| 研究概要 |
本年度は概ね計画に従い研究が行われ、応分の成果を得た。protein 1(P1)遺伝子のSNPの検出法でAlleic PCR法を確立した。至適プライマーを設計して同時に4箇所のSNP(G38A,-A908G, C1225T, Gl18A)の分析が可能である。本法で、サルコイドーシスにおいて38Aの頻度が増加する予備的結果を得た。今後、症例を増やし種々の疾患での遺伝子多型の検索を進め疾患感受性、予後などとの関連性を追及する予定である。
検査室で常温の条件でSNPタイピングを可能にするLAMP法を栄研化学(株)で同時に開発中である。チトクロームp450 CYP2C19遺伝子のSNPタイピング試薬を用いて、ヒトゲノム検体でSNPタイピングが可能であることを確認した。2種類のプライマーをallele specific primerとして用いることでallele specific PCRよりも精度が高くなり、さらにprimerの設定領域を増やして、P1をより特異的に増幅することが可能と期待される。現在は上記CYP2C19遺伝子のprimer設計の基礎設定条件に従って、複数セットのprotein1SNPタイピング用primerの設計を準備中である。

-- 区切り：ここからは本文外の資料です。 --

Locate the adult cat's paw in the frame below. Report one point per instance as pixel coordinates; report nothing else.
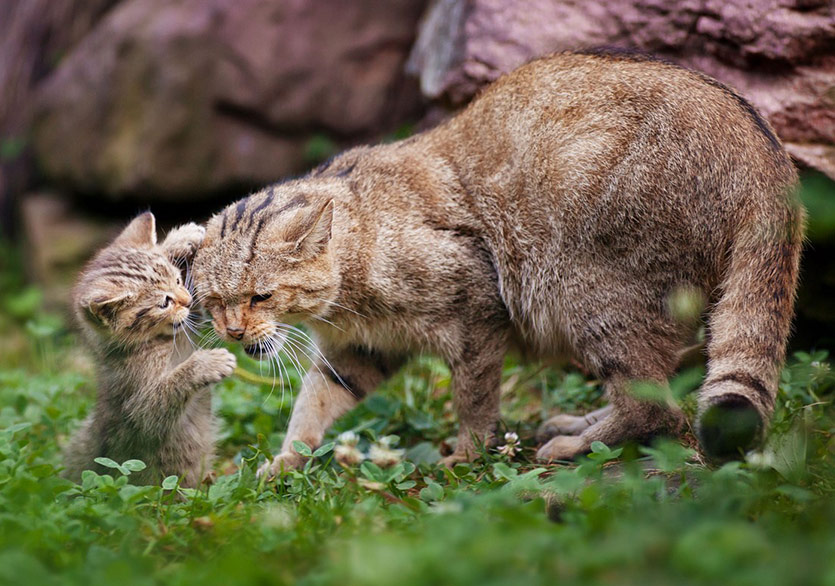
(563, 447)
(562, 424)
(284, 461)
(214, 365)
(183, 242)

LAMP法のSNPタイピング用のallele specific primerの設計は煩雑でありほとんどが手作業で、しばらく時間を要する。
P1と結合するdefensin様物質をtwo-hybrid systemで見いだし、ペプチドを合成、家兎抗体を作製した。現在肺組織を中心に酵素免疫組織染色を行い局在の有無を検索中である。もし陽性所見が得られた場合には、測定システムの構築、さらにはBALFからnative proteinを精製し、新たな蛋白成分についてP1との相互作用との関連性も含め研究を進めたい。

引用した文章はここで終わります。